The UN launched the $537 million (Dh1,97 million) appeal in February to feed and assist more than one million people displaced by conflict in Pakistan's northwest and in border areas with Afghanistan.
"The response by the international community to this appeal is inadequate," UN humanitarian coordinator for Pakistan, Martin Mogwanja, told a news conference in Islamabad.
"Humanitarian actors responding to the needs of the people are concerned that some of the projects may have to be suspended because of lack of finances," he said.
Mogwanja said that the UN had so far received only $106 million from the donors, which was just 20 per cent of the total appeal.
He said the UN urgently needed the funding, with 1.3 million people still displaced in the northwest and the rugged tribal regions.
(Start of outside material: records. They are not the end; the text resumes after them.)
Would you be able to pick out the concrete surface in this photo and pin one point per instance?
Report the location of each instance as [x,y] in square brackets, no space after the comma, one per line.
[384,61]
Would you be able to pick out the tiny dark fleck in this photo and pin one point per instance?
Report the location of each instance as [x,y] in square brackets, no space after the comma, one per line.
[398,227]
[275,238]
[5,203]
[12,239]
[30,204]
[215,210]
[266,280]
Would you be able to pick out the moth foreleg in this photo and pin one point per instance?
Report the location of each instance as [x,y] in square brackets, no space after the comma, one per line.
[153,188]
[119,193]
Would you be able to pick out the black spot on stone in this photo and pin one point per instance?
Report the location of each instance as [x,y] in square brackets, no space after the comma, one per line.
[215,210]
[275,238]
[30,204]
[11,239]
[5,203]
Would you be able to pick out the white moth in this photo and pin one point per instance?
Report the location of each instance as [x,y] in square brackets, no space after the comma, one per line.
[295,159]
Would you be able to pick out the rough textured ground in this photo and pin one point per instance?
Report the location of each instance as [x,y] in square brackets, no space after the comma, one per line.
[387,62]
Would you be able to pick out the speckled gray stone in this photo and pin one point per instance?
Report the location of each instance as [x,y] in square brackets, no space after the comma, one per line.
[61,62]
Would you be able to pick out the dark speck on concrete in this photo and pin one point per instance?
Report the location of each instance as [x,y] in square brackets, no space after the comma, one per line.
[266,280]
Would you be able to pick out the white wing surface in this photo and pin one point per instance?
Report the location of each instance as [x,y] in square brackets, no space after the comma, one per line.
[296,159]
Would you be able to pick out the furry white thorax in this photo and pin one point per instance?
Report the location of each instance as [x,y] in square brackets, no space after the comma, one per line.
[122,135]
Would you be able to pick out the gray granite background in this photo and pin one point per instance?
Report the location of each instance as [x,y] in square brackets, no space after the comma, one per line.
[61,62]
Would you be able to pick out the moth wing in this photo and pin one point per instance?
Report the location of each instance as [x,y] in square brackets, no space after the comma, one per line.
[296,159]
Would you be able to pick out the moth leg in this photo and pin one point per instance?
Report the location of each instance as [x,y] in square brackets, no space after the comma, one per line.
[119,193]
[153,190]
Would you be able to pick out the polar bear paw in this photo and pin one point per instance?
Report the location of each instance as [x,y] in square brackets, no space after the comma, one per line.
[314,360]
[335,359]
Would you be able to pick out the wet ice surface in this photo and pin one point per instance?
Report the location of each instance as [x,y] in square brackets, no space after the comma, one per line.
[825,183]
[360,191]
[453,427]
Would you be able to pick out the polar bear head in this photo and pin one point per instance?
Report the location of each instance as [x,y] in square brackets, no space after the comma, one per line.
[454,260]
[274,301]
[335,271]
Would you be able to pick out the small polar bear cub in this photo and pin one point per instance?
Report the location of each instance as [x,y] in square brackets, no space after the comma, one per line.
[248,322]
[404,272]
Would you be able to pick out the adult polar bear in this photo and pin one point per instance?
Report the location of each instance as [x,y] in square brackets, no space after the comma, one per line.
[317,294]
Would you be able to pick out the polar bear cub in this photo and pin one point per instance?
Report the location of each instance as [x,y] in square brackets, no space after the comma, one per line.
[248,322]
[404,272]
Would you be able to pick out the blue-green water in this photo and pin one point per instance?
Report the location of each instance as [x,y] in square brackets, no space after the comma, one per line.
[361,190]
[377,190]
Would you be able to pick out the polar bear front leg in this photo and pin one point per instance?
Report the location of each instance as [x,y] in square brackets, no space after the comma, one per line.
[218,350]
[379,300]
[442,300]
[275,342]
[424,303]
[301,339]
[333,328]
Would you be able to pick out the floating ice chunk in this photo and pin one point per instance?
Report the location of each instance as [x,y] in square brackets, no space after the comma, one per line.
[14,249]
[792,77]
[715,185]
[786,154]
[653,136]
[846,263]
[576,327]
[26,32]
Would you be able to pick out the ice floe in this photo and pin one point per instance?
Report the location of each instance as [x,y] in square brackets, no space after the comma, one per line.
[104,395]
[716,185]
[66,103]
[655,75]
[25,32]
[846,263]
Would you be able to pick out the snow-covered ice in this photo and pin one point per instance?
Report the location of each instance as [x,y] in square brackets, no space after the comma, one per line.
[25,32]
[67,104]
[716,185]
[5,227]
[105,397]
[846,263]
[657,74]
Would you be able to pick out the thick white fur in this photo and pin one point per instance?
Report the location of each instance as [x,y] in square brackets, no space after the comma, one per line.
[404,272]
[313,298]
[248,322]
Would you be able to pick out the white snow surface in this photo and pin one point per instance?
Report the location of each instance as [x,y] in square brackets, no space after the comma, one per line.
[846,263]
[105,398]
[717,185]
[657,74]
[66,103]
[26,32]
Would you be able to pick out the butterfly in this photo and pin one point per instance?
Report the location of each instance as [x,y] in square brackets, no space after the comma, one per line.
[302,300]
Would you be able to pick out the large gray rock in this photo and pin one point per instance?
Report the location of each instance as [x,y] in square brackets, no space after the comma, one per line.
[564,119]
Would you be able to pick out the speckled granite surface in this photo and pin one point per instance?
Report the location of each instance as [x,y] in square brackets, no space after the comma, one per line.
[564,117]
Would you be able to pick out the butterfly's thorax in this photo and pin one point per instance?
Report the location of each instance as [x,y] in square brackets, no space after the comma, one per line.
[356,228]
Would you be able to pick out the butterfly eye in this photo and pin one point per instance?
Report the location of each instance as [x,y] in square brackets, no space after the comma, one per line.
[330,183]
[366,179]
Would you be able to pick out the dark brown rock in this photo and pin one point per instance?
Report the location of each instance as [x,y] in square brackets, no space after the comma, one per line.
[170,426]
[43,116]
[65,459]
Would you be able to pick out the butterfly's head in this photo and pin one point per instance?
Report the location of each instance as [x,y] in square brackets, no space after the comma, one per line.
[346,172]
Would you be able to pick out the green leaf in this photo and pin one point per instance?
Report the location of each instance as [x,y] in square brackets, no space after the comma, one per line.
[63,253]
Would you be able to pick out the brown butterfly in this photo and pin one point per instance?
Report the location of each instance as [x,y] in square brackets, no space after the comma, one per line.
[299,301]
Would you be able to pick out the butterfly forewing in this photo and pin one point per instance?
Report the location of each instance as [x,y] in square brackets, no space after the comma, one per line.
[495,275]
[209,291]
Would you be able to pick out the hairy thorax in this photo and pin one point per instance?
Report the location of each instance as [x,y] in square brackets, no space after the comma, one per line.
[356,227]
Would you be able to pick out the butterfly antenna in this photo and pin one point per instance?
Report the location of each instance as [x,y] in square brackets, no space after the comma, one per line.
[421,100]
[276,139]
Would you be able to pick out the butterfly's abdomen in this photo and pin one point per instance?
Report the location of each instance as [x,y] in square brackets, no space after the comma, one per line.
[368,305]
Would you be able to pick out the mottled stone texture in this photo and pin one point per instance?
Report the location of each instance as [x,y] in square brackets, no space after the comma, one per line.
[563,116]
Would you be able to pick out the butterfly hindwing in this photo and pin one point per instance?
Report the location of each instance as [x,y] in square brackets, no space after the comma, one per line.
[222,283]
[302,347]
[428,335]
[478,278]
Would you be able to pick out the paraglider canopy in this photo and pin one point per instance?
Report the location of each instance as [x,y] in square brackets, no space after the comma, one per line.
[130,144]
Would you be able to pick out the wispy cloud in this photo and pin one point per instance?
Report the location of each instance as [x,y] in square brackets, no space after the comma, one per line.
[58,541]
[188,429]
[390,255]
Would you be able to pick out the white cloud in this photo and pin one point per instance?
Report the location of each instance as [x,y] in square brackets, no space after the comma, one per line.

Mogwanja stressed that displacement had not ended and there were more people on the move in the tribal regions of Orakzai and Khurram.
The UN refugee agency said on Friday that more than 35,000 families or around 210,000 individuals from Orakzai and Khurram fled the military operation and Taliban-linked violence since November. These people have been registered as internally displaced persons, mostly in the northwestern towns of Hangu and Kohat.
Last year, a total of 3.1 million people were displaced from their homes in North West Frontier Province and the semi-autonomous Federally Administered Tribal Areas along the Afghan border.